Tijdens een acute opname met twee uur CGT de strijd aangaan met het zelfstigma van mensen met een psychose? Dat is de uitdaging die Lisa Wood is aangegaan en waar ze verslag van doet in dit artikel.
Zelfstigma is een veelvoorkomend en groot probleem bij mensen met een psychose. Onderzoek laat zien dat ongeveer de helft van de mensen met een psychose lijdt onder zelfstigma. En het is gerelateerd aan meer klachten, minder herstel, laag zelfbeeld, meer sociale isolatie en verminderde toegang tot zorg (vanwege terughoudendheid om open te zijn over de klachten).
Wat is zelfstigma eigenlijk? Als in de literatuur over zelfstigma wordt gesproken dan noemt men dat geïnternaliseerd stigma en wordt het gedefinieerd als de negatieve gedachten en oordelen die mensen metpsychische klachten hebben over zichzelf. Of kort gezegd: ze geloven dat de vooroordelen die bestaan over mensen met de klachten die ze hebben, ook voor henzelf waar zijn. Geïnternaliseerd stigma vormt samen met ervaren stigma (discriminatie die je hebt ervaren als gevolg van je psychiatrische diagnose) en geanticipeerd stigma (zorgen die je je maakt over mogelijke vooroordelen en discriminatie in de toekomst als gevolg van je psychiatrische diagnose) het begrip persoonlijk stigma.
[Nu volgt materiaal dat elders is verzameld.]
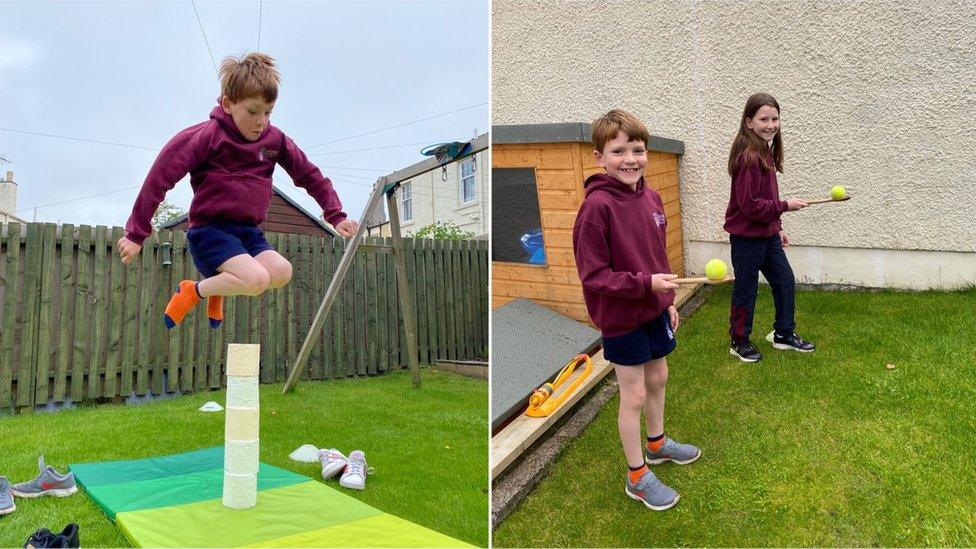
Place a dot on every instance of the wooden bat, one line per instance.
(702, 280)
(825, 200)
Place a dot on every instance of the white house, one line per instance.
(8, 200)
(454, 193)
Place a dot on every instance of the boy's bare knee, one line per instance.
(633, 397)
(280, 275)
(255, 282)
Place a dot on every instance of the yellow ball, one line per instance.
(716, 269)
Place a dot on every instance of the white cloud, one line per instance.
(18, 55)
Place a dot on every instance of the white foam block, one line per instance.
(240, 491)
(241, 424)
(243, 359)
(242, 392)
(241, 458)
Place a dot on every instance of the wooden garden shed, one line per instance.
(537, 186)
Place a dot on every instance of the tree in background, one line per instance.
(166, 213)
(443, 231)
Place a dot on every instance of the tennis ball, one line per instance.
(716, 269)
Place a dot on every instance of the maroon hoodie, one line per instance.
(230, 176)
(620, 240)
(754, 204)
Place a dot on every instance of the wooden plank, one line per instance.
(185, 333)
(393, 310)
(516, 437)
(66, 271)
(410, 300)
(372, 320)
(81, 335)
(177, 362)
(338, 317)
(359, 315)
(485, 293)
(32, 288)
(49, 286)
(293, 292)
(144, 341)
(430, 302)
(420, 297)
(12, 288)
(541, 155)
(444, 334)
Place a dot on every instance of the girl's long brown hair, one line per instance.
(747, 147)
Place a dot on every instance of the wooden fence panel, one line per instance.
(77, 324)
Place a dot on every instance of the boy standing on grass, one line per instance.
(619, 241)
(230, 159)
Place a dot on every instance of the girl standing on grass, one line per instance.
(756, 234)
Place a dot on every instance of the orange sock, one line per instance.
(636, 475)
(183, 300)
(655, 445)
(215, 310)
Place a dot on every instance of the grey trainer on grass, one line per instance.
(672, 450)
(48, 482)
(6, 498)
(653, 493)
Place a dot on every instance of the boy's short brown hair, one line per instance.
(606, 127)
(253, 75)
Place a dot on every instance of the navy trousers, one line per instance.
(750, 256)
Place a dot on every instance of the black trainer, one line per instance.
(745, 351)
(45, 538)
(790, 342)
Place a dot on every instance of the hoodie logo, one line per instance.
(267, 154)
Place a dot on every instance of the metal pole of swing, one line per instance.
(335, 285)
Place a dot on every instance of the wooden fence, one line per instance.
(75, 323)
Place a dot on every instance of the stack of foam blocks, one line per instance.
(241, 427)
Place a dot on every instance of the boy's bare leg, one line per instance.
(632, 398)
(655, 379)
(279, 268)
(239, 275)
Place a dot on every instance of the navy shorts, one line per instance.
(650, 341)
(211, 245)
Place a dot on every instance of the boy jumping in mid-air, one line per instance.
(230, 159)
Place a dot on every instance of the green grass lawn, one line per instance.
(822, 449)
(428, 448)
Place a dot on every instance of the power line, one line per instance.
(260, 9)
(79, 139)
(399, 125)
(373, 148)
(204, 35)
(80, 199)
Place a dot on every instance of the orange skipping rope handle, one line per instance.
(540, 395)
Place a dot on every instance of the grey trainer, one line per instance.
(48, 482)
(653, 493)
(6, 498)
(671, 450)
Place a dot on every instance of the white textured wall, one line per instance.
(877, 96)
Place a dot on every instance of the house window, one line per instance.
(467, 181)
(406, 197)
(516, 227)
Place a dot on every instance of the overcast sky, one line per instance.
(136, 73)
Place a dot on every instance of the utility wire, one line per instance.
(399, 125)
(204, 35)
(373, 148)
(79, 139)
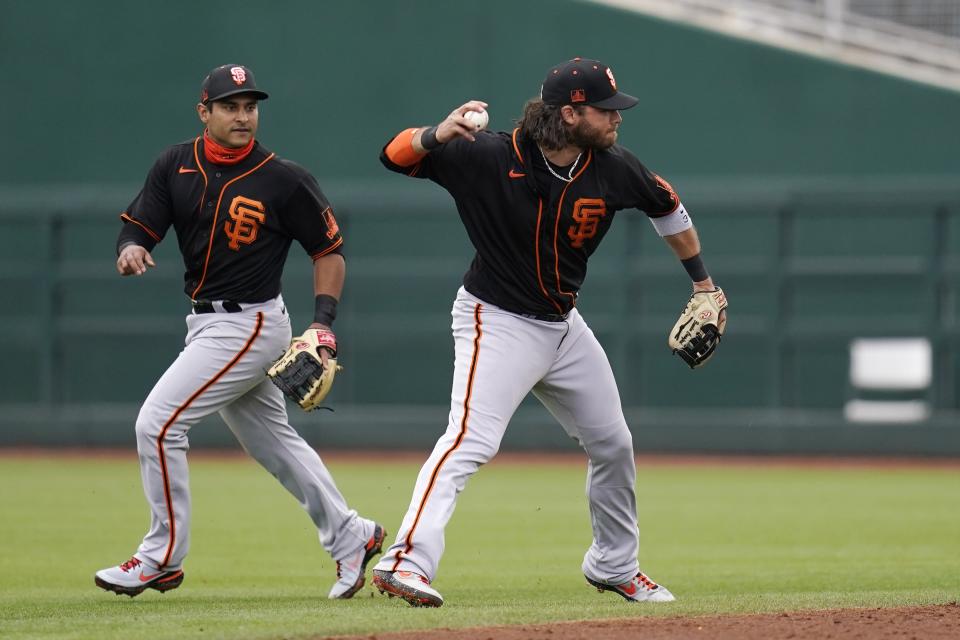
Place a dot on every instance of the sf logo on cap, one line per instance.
(613, 83)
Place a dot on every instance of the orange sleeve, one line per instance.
(400, 151)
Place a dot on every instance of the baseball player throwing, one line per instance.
(236, 208)
(536, 202)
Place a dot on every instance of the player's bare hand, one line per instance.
(325, 353)
(456, 126)
(134, 260)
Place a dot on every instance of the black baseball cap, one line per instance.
(229, 80)
(583, 81)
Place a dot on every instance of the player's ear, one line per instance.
(568, 113)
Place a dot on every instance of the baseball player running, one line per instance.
(236, 207)
(535, 203)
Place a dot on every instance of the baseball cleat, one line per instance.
(350, 570)
(133, 577)
(410, 586)
(639, 589)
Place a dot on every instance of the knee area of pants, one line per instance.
(149, 423)
(618, 446)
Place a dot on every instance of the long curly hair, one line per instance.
(543, 124)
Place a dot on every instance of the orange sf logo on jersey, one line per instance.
(247, 216)
(587, 213)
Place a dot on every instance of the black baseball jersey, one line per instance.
(533, 233)
(234, 223)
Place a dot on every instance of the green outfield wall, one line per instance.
(826, 197)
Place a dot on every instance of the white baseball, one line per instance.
(478, 119)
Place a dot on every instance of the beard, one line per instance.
(587, 136)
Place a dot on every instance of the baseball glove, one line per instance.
(697, 332)
(300, 373)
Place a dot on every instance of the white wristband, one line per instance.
(672, 223)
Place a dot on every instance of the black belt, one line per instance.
(546, 317)
(205, 306)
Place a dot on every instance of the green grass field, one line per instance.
(723, 538)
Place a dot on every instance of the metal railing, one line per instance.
(891, 37)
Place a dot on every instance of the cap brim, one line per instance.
(617, 101)
(259, 95)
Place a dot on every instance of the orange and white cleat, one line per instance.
(351, 570)
(134, 576)
(640, 588)
(412, 587)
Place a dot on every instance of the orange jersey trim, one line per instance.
(173, 418)
(126, 218)
(478, 328)
(213, 227)
(196, 158)
(536, 255)
(316, 256)
(556, 231)
(400, 151)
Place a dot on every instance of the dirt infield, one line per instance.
(934, 622)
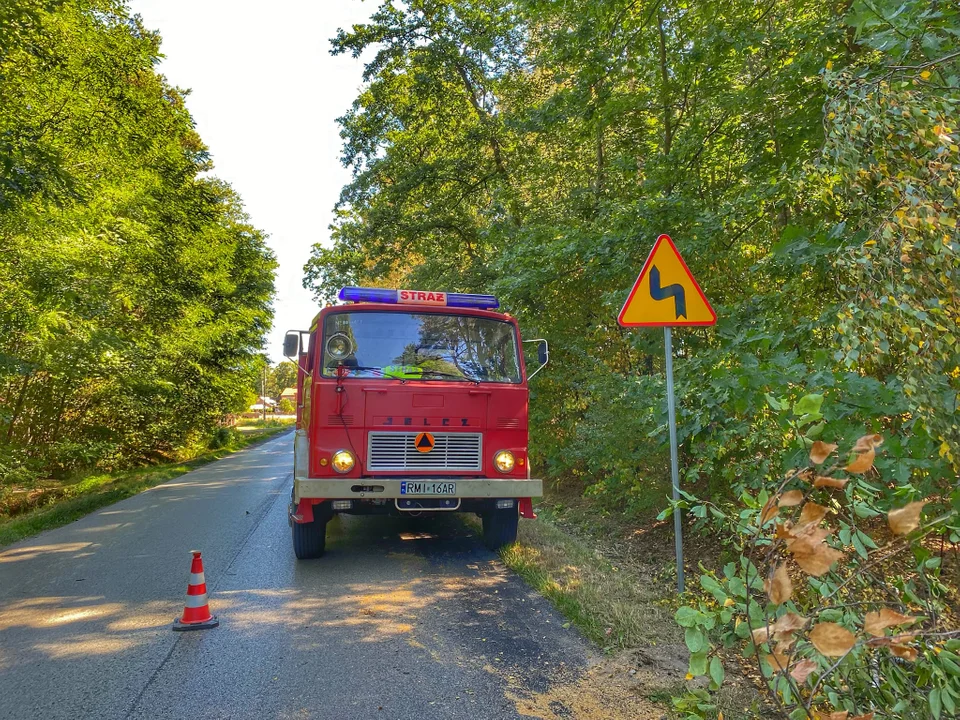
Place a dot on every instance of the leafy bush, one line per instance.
(844, 622)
In dit onderzoek worden twee verschillende interventies tegen persoonlijk stigma onderzocht: twee uur psycho-educatie over persoonlijk stigma (PE) en twee uur cognitieve gedragstherapie gericht op persoonlijk stigma (CGT). Deze interventies zijn bewust zo kort gehouden omdat ze werden toegepast op een acute opnameafdeling waar mensen maar kort opgenomen zijn. De onderzoekers wilden weten of het uitvoeren van de interventies haalbaar en effectief is in deze setting. De PE bestaat uit vier modules gericht op PE over psychose, stigma, myth-busten van stereotypes en omgaan met stigma. In de 1 of 2 CGT-sessies wordt een probleemformulering gemaakt van iemand’s persoonlijk stigma op basis van ervaringen met stigmatisering (ervaren stigma), gedachten en emoties rondom mogelijke stigmatisering in de toekomst (geanticipeerd stigma) en geïnternaliseerd stigma. Vervolgens wordt er een (klein) doel geformuleerd en wordt er een passende CGT-interventie ingezet of voorgesteld. Voorbeelden van interventies zijn normaliseren, gedragsexperimenten en het aanleren van vaardigheden.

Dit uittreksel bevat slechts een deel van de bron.